Ternyata betul memang permintaan banyak supply-nya dari propinsi kabupaten, dari petani memang kurang. Barangnya ada tapi kualitasnya tidak memenuhi. Saya lihat entah sawo, entah manggis, entah pepaya, pisang, mangga, melon ada semuanya, nanas semuanya ada. Tapi jumlahnya tidak mencukupi, itu baru satu hypermarket, di dunia ini ada ribuan hypermarket.

Yang itu bisa kita masuki. Juga beras, dijual di situ saya lihat produk berasnya kok mahal banget ini ternyata beras organik. Yang kalau mau ekspor memang harus bagus yang punya peluang besar ya beras organik. Sekarang kalau dijual sudah berapa pak beras organik? 20.000-25.000 beras organik. Pasarnya juga masih banyak sekali.

Masih banyak sekali. Ini peluang-peluang yang bisa kita masuki dan merupakan kesempatan bagi kita semua untuk kita semua untuk masuk kepasar-pasar itu. Enggak usah jauh-jauhlah, pasar Asia, pasar Timur Tengah. Enggak usah pasah Eropa, enggak usah Amerika. Belum masuk ke misalnya pasar Cina juga yang berapa miliar orang ada di sana. Pasar yang kecil-kecil saja kita belum bisa memenuhi dari permintaan yang ada.

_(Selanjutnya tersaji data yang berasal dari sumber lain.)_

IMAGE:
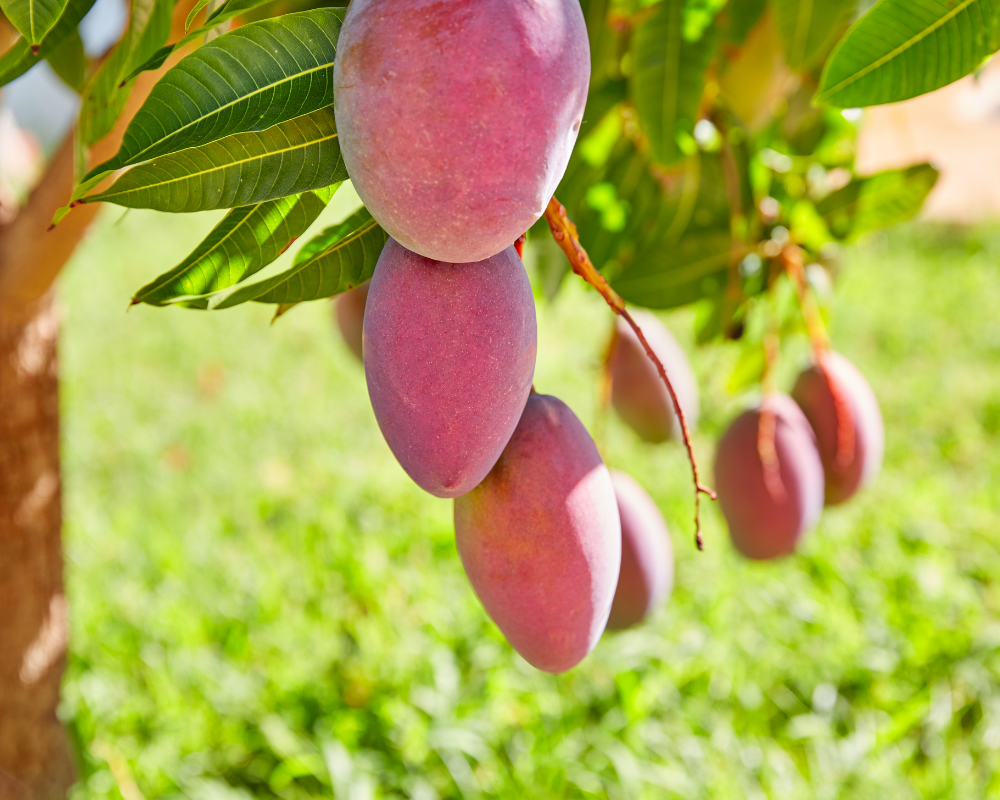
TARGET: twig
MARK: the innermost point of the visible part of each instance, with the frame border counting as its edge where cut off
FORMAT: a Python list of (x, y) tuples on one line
[(564, 232), (791, 259)]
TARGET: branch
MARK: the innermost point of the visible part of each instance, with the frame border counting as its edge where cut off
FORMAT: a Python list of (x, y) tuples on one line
[(30, 257), (564, 232)]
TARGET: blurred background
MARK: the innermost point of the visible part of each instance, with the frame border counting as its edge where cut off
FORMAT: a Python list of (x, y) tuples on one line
[(264, 605)]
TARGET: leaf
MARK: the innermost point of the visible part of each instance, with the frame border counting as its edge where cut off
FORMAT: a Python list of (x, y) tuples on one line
[(249, 79), (222, 14), (904, 48), (669, 277), (344, 257), (674, 247), (33, 18), (240, 170), (743, 15), (194, 12), (878, 201), (104, 98), (668, 80), (69, 62), (809, 27), (749, 368), (18, 58), (244, 242)]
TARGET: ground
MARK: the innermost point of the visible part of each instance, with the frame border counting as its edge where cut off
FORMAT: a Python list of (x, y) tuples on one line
[(263, 604)]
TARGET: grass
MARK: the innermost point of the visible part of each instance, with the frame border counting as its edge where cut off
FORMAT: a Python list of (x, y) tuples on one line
[(264, 606)]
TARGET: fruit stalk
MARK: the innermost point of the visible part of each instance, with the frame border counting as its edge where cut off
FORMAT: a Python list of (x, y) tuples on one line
[(791, 259), (565, 234)]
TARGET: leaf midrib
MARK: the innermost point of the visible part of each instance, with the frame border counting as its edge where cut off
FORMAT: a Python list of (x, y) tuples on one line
[(168, 280), (295, 270), (220, 109), (900, 49), (188, 176)]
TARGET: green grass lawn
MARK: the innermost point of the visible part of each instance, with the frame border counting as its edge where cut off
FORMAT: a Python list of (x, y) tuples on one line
[(263, 605)]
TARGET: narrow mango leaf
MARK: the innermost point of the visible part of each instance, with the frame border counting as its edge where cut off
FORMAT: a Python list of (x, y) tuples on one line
[(749, 368), (246, 80), (240, 170), (244, 242), (222, 14), (668, 80), (194, 12), (669, 277), (809, 27), (69, 62), (344, 257), (743, 15), (904, 48), (105, 95), (878, 201), (33, 18), (19, 57)]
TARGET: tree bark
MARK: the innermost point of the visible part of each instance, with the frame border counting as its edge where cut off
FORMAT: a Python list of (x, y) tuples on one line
[(34, 752), (35, 758)]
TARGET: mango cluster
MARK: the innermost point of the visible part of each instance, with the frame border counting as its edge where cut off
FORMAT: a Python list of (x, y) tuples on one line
[(456, 158)]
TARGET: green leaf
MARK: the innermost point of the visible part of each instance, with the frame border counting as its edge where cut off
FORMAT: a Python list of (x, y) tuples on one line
[(69, 62), (194, 12), (340, 258), (222, 14), (33, 18), (809, 27), (669, 277), (244, 242), (18, 58), (904, 48), (674, 245), (668, 80), (246, 80), (240, 170), (884, 199), (104, 98), (743, 15)]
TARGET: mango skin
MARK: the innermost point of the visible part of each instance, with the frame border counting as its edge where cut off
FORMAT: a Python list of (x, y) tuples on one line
[(540, 538), (637, 391), (812, 391), (457, 156), (762, 525), (349, 311), (647, 571), (449, 353)]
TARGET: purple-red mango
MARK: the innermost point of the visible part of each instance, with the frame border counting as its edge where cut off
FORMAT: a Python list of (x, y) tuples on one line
[(456, 119), (844, 414), (540, 538), (769, 509), (449, 352), (349, 311), (637, 390), (647, 572)]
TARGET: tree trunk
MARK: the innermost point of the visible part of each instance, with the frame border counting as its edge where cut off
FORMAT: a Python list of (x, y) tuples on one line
[(35, 758)]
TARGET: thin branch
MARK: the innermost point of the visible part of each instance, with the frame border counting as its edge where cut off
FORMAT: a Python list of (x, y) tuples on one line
[(30, 257), (791, 259), (564, 232)]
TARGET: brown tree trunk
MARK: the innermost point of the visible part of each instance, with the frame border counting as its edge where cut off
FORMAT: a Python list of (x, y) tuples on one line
[(35, 758), (34, 752)]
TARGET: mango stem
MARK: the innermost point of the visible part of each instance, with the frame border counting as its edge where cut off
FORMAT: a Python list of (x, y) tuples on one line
[(566, 236)]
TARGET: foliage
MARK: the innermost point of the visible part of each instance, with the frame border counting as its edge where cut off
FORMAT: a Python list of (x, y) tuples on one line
[(710, 135), (252, 614)]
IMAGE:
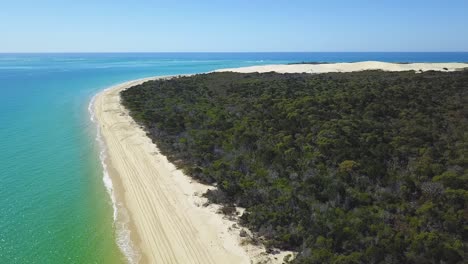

Inilah saya kira problem dan masalah yang perlu kita pecahkan bersama-sama. Di sini ada yang menanam nanas enggak? Di mana Pak? Di Kalimantan Timur. Coba maju Pak (Presiden meminta salah satu undangan maju ke depan).

Ada yang jualan pisang? Produksi maksud saya, produksi pisang ada? Tidak ada? Ada yang produksi atau jualan beras organik? Silakan Bu, maju (Presiden meminta satu undangan maju ke sebelahnya).

Ini yang belakang kok pada lihat-lihat apa itu? Pengen maju?

Terima kasih Bu, terima kasih (Presiden mengucapkan terima kasih kepada yang sudah maju dan berdiri di sebelahnya)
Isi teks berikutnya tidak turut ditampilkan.